I just finished posting this comment on another forum and I just thought I would throw it out there to get yur feedback, as having studied JKD and now studying WC, these are some of my thoughts on JKD, my intentions not to diss the art, but these are just some things I have on my mind about the art after doing some much introspective thinking about my JKD and WC journey, I make no bones about it, for me WC is the supreme martial art, not everyone agrees (actuall few agree) but there you go, please give me some feedback and let me know where I have missed so we can discuss:


_*As having studied JKD and currently studying Wing Chun with a former class mate of BL's I have to comment that the majority of the concepts and priniples that bruce founded JKD on are actually based in Wing Chun, with some notable differences in aspects such as stance positioning, and its interplay and goals within kicking range. My own personal feeling with JKD is that it is a superimposing of the Wing Chun mind set whilst utilising different tools, the problem I see in this is the cross purposes that the tools from other martial arts where created to be used in such a way that does not fit the pinciples of Wing Chun on which JKD was built. To give an example, one of the three foundational concepts that Wing Chun is built on is economy of motion, for this reason in wing chun the legs never, ever go above the waist, because no matter wich way you cut it it takes longer to launch a high kick than it does a low kick or longer for the leg to operate than the hands, yet JKD sees no problem in incorporating (for example) the high hook kicks of MT, this presents a problem in the interpretation and implementation of the concept of economy of motion. Another key area in the operation of JKD which is vastly different to Wing Chun is the concept of the riposte, the fencing position of lunge and withdrawl. It is said in Wing Chun "if you are going backwards you are not doing wing chun" the riposte is fine if you are fit and healthy and conditioned, and if you have a complete and flawless understanding of timing, distance and different levels and types of openings, whether they be forced by drawing, feinting, etc, or natural opening initiated by the oponant, however, it takes many, many years to build yourself to that point, and the amount of wasted energy by lunging constantly in and out is enough to wear out even the most conditioned of fighters and again is a condridiction of the concept of economy of motion, and efficiency, as it may prolong an engagement unecesaraly. 

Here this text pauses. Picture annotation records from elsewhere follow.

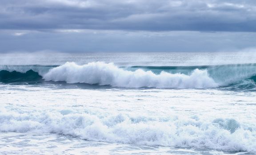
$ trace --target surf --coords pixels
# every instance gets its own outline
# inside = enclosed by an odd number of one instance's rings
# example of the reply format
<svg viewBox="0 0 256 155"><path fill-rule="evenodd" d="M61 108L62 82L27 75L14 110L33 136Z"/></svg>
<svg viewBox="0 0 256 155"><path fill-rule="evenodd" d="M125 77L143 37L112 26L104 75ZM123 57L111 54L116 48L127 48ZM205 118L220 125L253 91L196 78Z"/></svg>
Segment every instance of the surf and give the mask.
<svg viewBox="0 0 256 155"><path fill-rule="evenodd" d="M256 64L200 66L118 66L92 62L83 65L0 66L0 82L63 81L124 88L207 89L255 87Z"/></svg>

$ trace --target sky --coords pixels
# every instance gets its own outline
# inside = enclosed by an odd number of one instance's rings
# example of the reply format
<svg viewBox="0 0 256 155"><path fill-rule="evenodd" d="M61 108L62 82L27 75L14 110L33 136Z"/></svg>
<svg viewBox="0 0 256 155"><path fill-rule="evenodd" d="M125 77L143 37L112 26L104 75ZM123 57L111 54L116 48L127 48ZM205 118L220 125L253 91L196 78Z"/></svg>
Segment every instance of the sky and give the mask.
<svg viewBox="0 0 256 155"><path fill-rule="evenodd" d="M252 51L256 26L255 0L1 0L0 52Z"/></svg>

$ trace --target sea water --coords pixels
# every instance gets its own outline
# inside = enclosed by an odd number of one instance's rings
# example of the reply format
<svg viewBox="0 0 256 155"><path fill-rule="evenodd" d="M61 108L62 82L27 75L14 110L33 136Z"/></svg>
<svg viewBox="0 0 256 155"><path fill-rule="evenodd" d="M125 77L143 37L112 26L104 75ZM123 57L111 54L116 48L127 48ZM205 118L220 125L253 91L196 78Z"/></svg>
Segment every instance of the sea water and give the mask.
<svg viewBox="0 0 256 155"><path fill-rule="evenodd" d="M0 154L256 154L252 53L0 54Z"/></svg>

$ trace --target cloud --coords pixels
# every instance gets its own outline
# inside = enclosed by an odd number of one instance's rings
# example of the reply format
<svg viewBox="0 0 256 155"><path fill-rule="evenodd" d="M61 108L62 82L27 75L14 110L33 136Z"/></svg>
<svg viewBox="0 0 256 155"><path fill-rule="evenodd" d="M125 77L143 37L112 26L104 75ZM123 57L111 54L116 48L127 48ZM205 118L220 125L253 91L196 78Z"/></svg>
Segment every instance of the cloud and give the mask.
<svg viewBox="0 0 256 155"><path fill-rule="evenodd" d="M256 1L1 0L0 29L256 31Z"/></svg>

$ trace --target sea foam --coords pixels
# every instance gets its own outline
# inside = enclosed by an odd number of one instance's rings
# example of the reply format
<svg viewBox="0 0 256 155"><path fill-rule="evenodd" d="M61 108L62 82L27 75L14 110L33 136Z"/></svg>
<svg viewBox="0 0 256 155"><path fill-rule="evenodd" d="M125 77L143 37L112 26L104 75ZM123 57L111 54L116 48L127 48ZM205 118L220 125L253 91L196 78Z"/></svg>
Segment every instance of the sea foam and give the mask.
<svg viewBox="0 0 256 155"><path fill-rule="evenodd" d="M256 153L255 129L235 120L138 117L124 114L2 109L0 131L54 133L88 140ZM141 119L141 117L143 119Z"/></svg>
<svg viewBox="0 0 256 155"><path fill-rule="evenodd" d="M101 62L82 66L67 62L50 70L43 77L46 81L128 88L207 88L218 86L205 70L196 69L190 75L164 71L157 74L141 69L135 71L125 70L113 63Z"/></svg>

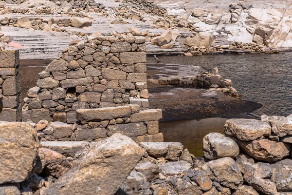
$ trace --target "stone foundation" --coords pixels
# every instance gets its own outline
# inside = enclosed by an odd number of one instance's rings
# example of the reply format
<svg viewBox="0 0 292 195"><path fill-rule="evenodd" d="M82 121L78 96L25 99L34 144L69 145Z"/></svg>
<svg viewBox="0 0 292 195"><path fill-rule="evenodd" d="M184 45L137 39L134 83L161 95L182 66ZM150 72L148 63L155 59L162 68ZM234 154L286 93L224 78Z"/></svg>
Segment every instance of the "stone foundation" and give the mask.
<svg viewBox="0 0 292 195"><path fill-rule="evenodd" d="M21 120L19 55L18 50L0 52L0 120Z"/></svg>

Another aspect to consider is that Bruce already had a healthy foundation in a core art, therefore he had a pathway to develop core attributes, something I found lacking in JKD, whereas the thing I find bewildering is that Bruce therefore left a path, but instead of walking the full path, many people try to pick up where bruce left off, this is akin to taking a novice and expect him to act at the level of a senior student off the bat.

JKD was Bruces own personal journey, but not one left untainted with his own human frailty's and to a certain degree his level of maturity and inmaturity. People simply cannot follow that path. My own personal belief is that Bruce was not against the practice of TMA he was against the mindset that it produced in its students, where instead of engaging their brains and relying upon their own ability to look past the techniques, forms, and positions, they would practice and see the concepts and realities of which those particular techniques represented they would simply become mindless parrots simply copying their Sifu without understanding, blindly accepting without any thought. His ideal was instead of becoming a slave to the system, they would become the systems master and use that system as a path to illumination in the martial way, therefore attaining to what Bruce refered to "the art of artlessness" the three stages being 1) ignorance 2) understanding 3) freedom from that understanding so as to find freedom, or as was said by another Sifu, "it not having no way which becomes a way, but having a way which becomes no way", so then our goal is to transcend the form and function. and find liberty within yourself

One more aspect that I will put out there, their are many tools and functions in areas such as arnis, MT, Boxing etc that will be at cross purposes to each other, in a real life situation, you cannot train in partial arts and expect the full results, and if you do get into a fight the question you must ask yourself "have I studied this art sufficiently to the point that I will react quickly and out of instinct, or will I need to think for a split second to decide which attack I am going to emply in this circumstance?" also baring in mind that many arts dont have the supposed gaps, that exsists they just deal with situations in a different way that is in harmany with the systems own principles and guiidelines. A perfect example of this is the current trend for "contemporary """"Masters""""" to supplement their Wing chun curriculum with kickboxing and BJJ because of supposed gaps in the system, without realising that Wing Chun has an answer for both of these situations, its just that the goals it has are not what is generally deemed acceptable, and indeed they are hard to master, but not impossible. No Wing Chun does have an answer, its just that they cannot see the woods for the trees, forever looking at the pointing finger and failing to see the entire "heavenly glory"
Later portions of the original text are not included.